MADRID — There are basic needs that every human being should have access to, such as water, food, transportation and housing. However, we still must meet other needs, such as the right of expression and holding our own values. Although these may seem to be rights one is born with, that is not always the case. The government Gag Law and countless evictions, leaving many people homeless, challenge human rights in Spain.

The Gag Law, also known as the Citizen Safety Law, limits the right to protest through fines. It punishes public protests in front of Parliament, other government buildings, transportation hubs, nuclear power plants or similar facilities. The fine for these protests can range from 30,000 to 600,000 euros.

It also fines photojournalists or citizens taking pictures of law enforcement authorities or police without their authorization. The fine for this offense is 30,000 euros and makes it harder for witnesses to document police brutality and abuse. In March 2016, Axier Lopez became the first journalist charged under Article 36.23 of the Gag Law.

After posting a photograph of police officers to his twitter account, Lopez received a fine of 601 euros. After a year of refusing to pay the fine, the charges finally dropped.

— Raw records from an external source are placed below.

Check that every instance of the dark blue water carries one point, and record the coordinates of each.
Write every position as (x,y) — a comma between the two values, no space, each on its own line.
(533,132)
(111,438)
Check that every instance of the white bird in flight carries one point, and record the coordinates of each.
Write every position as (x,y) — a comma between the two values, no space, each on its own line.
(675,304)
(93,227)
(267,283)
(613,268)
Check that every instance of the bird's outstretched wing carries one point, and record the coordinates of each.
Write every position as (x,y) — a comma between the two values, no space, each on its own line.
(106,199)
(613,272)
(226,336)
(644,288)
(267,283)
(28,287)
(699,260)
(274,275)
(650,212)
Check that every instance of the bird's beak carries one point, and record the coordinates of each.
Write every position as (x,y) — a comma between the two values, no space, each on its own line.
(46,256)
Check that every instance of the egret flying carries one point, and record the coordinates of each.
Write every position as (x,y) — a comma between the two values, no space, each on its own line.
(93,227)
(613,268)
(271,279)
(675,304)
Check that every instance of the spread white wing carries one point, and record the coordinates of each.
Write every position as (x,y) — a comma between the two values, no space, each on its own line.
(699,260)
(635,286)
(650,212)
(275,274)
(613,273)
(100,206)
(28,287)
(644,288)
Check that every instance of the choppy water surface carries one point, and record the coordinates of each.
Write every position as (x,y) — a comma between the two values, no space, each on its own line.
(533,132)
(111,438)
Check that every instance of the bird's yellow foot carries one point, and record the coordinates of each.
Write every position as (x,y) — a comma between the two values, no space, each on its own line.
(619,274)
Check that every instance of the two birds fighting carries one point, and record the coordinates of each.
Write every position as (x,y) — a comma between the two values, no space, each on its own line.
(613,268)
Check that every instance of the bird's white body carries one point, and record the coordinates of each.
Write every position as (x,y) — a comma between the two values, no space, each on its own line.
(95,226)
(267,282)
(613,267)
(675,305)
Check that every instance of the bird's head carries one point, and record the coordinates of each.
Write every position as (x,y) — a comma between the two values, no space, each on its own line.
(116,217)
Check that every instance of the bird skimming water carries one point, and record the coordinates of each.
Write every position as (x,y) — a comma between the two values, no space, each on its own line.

The Gag Law is not the only violation of human rights in Spain; the countless evictions leaving many families homeless have been another example of it.

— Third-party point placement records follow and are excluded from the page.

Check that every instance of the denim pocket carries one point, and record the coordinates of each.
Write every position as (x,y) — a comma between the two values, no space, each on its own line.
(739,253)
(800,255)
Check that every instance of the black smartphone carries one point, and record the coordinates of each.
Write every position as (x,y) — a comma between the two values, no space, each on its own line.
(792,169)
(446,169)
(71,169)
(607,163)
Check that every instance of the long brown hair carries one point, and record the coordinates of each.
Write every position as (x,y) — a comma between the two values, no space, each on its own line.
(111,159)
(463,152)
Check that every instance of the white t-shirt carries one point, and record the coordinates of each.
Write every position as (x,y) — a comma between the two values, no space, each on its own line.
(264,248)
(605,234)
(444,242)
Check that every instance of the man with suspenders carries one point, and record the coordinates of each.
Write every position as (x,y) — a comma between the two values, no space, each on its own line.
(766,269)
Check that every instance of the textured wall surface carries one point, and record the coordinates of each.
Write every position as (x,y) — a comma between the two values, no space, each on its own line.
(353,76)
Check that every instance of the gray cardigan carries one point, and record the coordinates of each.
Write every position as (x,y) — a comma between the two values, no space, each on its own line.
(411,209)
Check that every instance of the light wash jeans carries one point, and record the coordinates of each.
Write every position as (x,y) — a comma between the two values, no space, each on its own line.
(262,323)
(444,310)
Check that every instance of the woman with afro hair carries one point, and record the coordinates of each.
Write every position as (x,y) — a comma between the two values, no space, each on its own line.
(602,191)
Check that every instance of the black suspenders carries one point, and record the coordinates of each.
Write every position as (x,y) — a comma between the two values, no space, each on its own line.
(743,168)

Due to the economic crisis in 2008, evictions in Spain have sky rocketed, leaving many without the security of a home. Although the crisis occurred in 2008, the impact of it has been a lasting one. In 2014, at least 95 families faced eviction every day in Spain.

The result of these evictions was not only homelessness but suicide too; many facing impending evictions committed suicide to avoid the pain and aftermath of it. The number of suicides linked to economic problems increased a great amount from December 2011 to April of 2012.

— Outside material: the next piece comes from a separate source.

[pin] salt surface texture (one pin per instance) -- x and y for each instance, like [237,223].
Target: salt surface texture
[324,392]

There have been 350,000 evictions over a five-year time span. The harsh mortgage laws in Spain only add to the initial stress families feel of eviction. The mortgage laws require people to continue to pay off their mortgages with interest and penalty charges even if evicted and their home has been repossessed. Since mortgage defaulters are disqualified from filing for bankruptcy, many are saddled with debts they can never escape.

Many have seen how inhumane the eviction crisis is. Amnesty International has even launched a campaign to tackle the crisis, calling for the suspension of home evictions. Also, the organization will create a body to oversee negotiations between banks and households to make sure that they have explored “all feasible alternatives” to an eviction.

The eviction crisis and Gag Law have had an incredible impact on human rights in Spain. It has caused backlash and damage to the lives of many. Although these are only two violations of human rights in Spain, they have been ongoing and remain unresolved today.